Le bon niveau d’interopérabilité est-il régional ?
Les critères administratifs n’ont pas de sens ici. Il faut plutôt penser bassin de population. Mais n’oublions pas que les patients se déplacent de plus en plus ; ils sont soignés dans des centres de référence, des centres de compétences. L’interopérabilité doit donc être générale. Il faut s’appuyer sur des standards valables dans toute la France et, plus largement, des standards internationaux.
La politique française en la matière souffre-t-elle de l’absence d’une vision globale ?

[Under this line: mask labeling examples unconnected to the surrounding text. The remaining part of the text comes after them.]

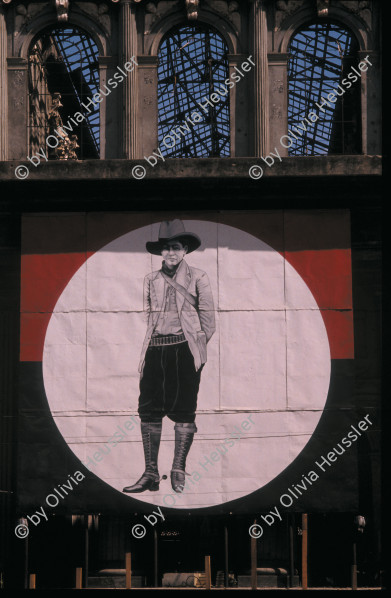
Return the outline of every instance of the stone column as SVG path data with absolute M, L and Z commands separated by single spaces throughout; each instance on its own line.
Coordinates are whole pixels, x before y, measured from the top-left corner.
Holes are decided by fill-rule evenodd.
M 373 50 L 358 52 L 360 61 L 368 57 L 371 63 L 366 71 L 361 72 L 361 123 L 362 123 L 362 153 L 381 155 L 381 74 L 378 53 Z M 360 82 L 354 83 L 360 85 Z
M 9 160 L 26 160 L 29 152 L 28 125 L 28 63 L 24 58 L 7 58 L 8 66 L 8 127 L 12 143 L 8 148 Z
M 229 77 L 233 73 L 237 74 L 235 67 L 240 69 L 240 65 L 247 61 L 247 58 L 248 54 L 228 54 Z M 251 80 L 251 73 L 246 73 L 244 79 L 230 90 L 231 158 L 251 154 L 248 134 L 251 129 L 251 119 L 249 117 L 251 110 L 248 101 L 249 92 L 251 92 Z
M 264 0 L 253 0 L 250 14 L 254 67 L 254 155 L 269 149 L 269 75 L 267 60 L 267 21 Z
M 139 122 L 142 130 L 139 149 L 150 156 L 158 147 L 157 56 L 138 56 Z
M 288 149 L 280 144 L 281 137 L 288 134 L 288 54 L 271 52 L 268 59 L 270 149 L 277 147 L 281 156 L 288 156 Z
M 120 17 L 120 56 L 121 68 L 126 62 L 131 62 L 133 56 L 137 61 L 137 27 L 136 7 L 131 0 L 121 0 Z M 123 83 L 122 104 L 122 157 L 128 160 L 139 157 L 137 134 L 137 67 L 128 73 Z
M 0 161 L 8 155 L 7 27 L 0 5 Z

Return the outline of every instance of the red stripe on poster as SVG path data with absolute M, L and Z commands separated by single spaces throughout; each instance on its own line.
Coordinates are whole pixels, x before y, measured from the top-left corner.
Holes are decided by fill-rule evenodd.
M 85 253 L 23 255 L 21 262 L 20 360 L 42 361 L 46 329 L 70 278 Z
M 42 361 L 51 313 L 71 277 L 93 253 L 22 256 L 21 361 Z M 295 251 L 287 252 L 285 258 L 308 285 L 321 310 L 331 358 L 352 359 L 350 250 Z
M 285 253 L 311 290 L 326 326 L 331 359 L 354 358 L 350 249 Z

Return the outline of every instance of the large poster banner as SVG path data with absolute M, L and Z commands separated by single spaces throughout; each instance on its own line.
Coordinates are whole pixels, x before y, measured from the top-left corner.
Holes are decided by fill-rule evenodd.
M 344 210 L 24 215 L 20 510 L 354 510 L 349 231 Z

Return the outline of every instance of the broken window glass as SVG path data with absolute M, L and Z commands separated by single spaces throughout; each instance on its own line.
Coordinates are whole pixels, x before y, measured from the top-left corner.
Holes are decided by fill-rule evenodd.
M 99 158 L 98 48 L 74 27 L 41 33 L 29 52 L 29 149 L 49 159 Z M 83 106 L 83 104 L 85 106 Z M 46 141 L 49 135 L 48 142 Z M 58 138 L 58 145 L 56 145 Z
M 357 50 L 354 36 L 333 23 L 306 25 L 293 36 L 288 61 L 288 134 L 293 141 L 289 155 L 360 153 L 361 79 L 347 79 L 352 67 L 357 68 Z M 337 100 L 330 102 L 327 96 L 334 91 Z M 316 120 L 308 118 L 311 112 Z
M 210 27 L 179 26 L 163 39 L 158 54 L 158 139 L 164 156 L 230 155 L 227 55 L 225 41 Z M 210 106 L 206 100 L 212 93 L 219 101 Z

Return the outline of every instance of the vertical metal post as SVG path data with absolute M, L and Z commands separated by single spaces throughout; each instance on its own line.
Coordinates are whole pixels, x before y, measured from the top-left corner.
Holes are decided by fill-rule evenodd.
M 224 525 L 224 587 L 228 588 L 228 527 Z
M 83 569 L 76 567 L 76 590 L 83 589 Z
M 28 536 L 24 541 L 24 589 L 28 588 L 28 575 L 29 575 L 29 539 Z
M 212 584 L 210 572 L 210 556 L 205 557 L 205 589 L 210 590 Z
M 357 544 L 353 542 L 352 590 L 357 590 Z
M 254 520 L 254 525 L 257 520 Z M 251 536 L 251 589 L 257 589 L 257 539 Z
M 125 553 L 125 588 L 130 590 L 132 587 L 132 555 L 130 552 Z
M 153 577 L 154 587 L 158 587 L 158 543 L 157 543 L 157 529 L 153 530 Z
M 295 575 L 295 552 L 293 545 L 293 530 L 294 530 L 294 514 L 289 515 L 289 587 L 293 588 Z
M 301 516 L 301 583 L 303 590 L 308 589 L 308 515 L 303 513 Z
M 90 527 L 90 516 L 84 515 L 84 571 L 83 571 L 83 587 L 88 588 L 88 553 L 89 553 L 89 527 Z

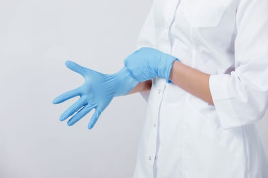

On a besoin d’un cahier des charges minimum qui donnerait un cadre général dans lequel tout sous- système d’information, quel que soit son promoteur, devrait s’inscrire. Une politique inscrite dans la durée, basée sur l’élaboration d’un modèle cohérent et évolutif. Or, cette vision n’est explicitée ni par les pouvoirs publics ni par l’Assurance maladie, pourtant légitimes pour définir et impulser une politique qu’ils financent. Face à ce déficit, comment reprocher aux promoteurs de systèmes d’information de chercher des solutions centrées sur leurs objectifs propres, indépendamment de tout contexte ? Si rien ne change, on évoluera vers une multiplication des systèmes. La complexité et le coût ne feront que croître, tandis que la cohérence globale diminuera, au détriment de la valeur ajoutée pour le patient et du retour sur investissement pour le professionnel de santé... J’espère que les nouvelles gouvernances du projet DMP et de la Mission pour l’informatisation du système de santé tireront les bons enseignements des actions menées ces cinq dernières années, et impulseront une action énergique et déterminée dans ce sens.